To: Maurice Winn who wrote (5439)6/12/2000 2:24:00 AM
From: Gus  Read Replies (1) | Respond to of 34857
 
Maurice,

Do yourself a favor and don't mention Leap Wireless again especially against the backdrop of your rosy scenarios that do not match how the real world contracts are going.

Stick with me here Gus. 3G of all flavours, modes, bands, standards etc are going to be CDMA.

Maurice, you are wrong. IMT2000 has 5 standards -- 2 TDMA standards and 3 CDMA standards. Yawn.

I'd have thought the WSJ now would be embarrassed at such a silly article and that they naively quoted people who obviously didn't have a clue.

The WSJ article was reasonably accurate for September 1996. By then the exponential growth of wireless was becoming more visible and QCOM was late on the technology.
QCOM promised 13x the capacity of TDMA/GSM. You don't hear QCOM making those claims now, do you?

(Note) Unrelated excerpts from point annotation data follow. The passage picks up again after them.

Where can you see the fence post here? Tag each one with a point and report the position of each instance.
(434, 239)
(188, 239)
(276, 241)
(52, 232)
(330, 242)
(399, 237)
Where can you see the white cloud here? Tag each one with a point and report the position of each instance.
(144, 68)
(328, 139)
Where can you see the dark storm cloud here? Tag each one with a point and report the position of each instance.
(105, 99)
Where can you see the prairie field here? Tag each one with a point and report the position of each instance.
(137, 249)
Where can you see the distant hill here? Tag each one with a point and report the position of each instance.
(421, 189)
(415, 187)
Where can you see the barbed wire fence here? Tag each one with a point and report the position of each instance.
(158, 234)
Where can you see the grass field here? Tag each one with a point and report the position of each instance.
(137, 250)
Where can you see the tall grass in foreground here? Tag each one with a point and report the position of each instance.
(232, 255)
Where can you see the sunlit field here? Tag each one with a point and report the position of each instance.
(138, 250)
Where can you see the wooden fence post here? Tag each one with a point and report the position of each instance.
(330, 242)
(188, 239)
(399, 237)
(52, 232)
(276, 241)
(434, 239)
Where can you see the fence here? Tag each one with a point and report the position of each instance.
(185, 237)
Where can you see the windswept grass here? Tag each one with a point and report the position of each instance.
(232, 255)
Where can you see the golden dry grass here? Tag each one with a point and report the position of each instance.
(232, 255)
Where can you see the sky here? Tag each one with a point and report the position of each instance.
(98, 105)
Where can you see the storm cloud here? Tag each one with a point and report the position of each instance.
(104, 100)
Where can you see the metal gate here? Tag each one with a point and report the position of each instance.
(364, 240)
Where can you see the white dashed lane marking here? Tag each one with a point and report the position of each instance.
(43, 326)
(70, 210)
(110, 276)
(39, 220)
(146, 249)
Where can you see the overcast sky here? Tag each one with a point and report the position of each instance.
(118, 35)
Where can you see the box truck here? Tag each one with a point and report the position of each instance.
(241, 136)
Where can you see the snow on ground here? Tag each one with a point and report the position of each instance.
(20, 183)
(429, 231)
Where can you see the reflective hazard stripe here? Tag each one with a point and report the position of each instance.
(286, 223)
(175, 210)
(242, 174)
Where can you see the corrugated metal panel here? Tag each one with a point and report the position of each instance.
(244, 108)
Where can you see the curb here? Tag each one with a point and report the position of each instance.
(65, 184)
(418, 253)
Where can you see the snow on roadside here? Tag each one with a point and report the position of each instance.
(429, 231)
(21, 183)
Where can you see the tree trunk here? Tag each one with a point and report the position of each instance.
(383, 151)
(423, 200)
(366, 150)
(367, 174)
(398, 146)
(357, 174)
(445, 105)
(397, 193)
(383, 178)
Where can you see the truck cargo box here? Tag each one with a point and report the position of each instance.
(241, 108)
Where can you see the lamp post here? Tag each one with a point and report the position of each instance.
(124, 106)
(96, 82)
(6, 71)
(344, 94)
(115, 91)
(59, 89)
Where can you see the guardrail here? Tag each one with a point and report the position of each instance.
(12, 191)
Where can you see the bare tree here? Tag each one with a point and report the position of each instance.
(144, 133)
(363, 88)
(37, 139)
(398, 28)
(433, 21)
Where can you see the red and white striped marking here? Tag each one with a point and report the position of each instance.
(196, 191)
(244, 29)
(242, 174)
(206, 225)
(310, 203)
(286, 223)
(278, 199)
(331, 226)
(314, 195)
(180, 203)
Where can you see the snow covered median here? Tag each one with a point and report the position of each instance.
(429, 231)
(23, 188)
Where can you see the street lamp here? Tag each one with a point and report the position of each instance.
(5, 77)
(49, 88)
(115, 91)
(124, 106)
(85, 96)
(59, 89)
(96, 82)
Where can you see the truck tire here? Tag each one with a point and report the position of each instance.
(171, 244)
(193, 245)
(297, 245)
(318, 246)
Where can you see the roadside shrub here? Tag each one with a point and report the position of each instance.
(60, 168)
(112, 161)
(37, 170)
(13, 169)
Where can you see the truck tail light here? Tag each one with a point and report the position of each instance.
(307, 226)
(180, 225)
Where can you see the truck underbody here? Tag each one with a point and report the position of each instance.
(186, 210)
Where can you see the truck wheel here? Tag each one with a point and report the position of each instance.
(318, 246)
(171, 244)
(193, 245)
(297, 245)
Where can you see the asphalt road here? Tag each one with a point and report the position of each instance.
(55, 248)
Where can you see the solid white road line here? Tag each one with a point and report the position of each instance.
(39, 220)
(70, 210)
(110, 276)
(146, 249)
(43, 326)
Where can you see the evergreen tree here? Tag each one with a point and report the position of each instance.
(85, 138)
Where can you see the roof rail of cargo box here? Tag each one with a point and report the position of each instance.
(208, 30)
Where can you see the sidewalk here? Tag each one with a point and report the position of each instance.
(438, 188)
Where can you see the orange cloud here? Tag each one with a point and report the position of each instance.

You even admitted that you thought that CDMAOne was going to take off in 1996. It didn't, right?

Nokia is going to go CDMA. It is NOT expensive. It is the cheapest and best air interface available. That's why Nokia is choosing it. They will sign up to Q! technology sooner rather than later. The price is going up and has been for a long time.


Again, you're confused as to the facts. Nokia is already a CDMAOne licensee with about 8-9% of the US CDMA market. While it has indicated that it will continue to address the CDMAOne/CDMA2000 market, it has also publicly indicated that it doesn't need QCOM's IPRs for 3G. With the ongoing
component shortages and the limited number of handset models available for the miniscule CDMAOne market, it looks like Sprint or Verizon may need Nokia more than Nokia needs to participate in the CDMAOne market. Besides, the GPRS contracts are coming in, the global handset replacement rate is going up, and WCDMA looms on the horizon.

By the way, your timelines are too optimistic and do not reflect the facts on the ground on the supply side and on the demand side. But why am I not surprised.

HDR is vaporware. No, it's much worse. It's non-standard vaporware. 1x is going to be rolled out slowly. Why? Because that's how real-world radio networks are rolled out.

Again, get a better grip on the realities on the ground, Maurice.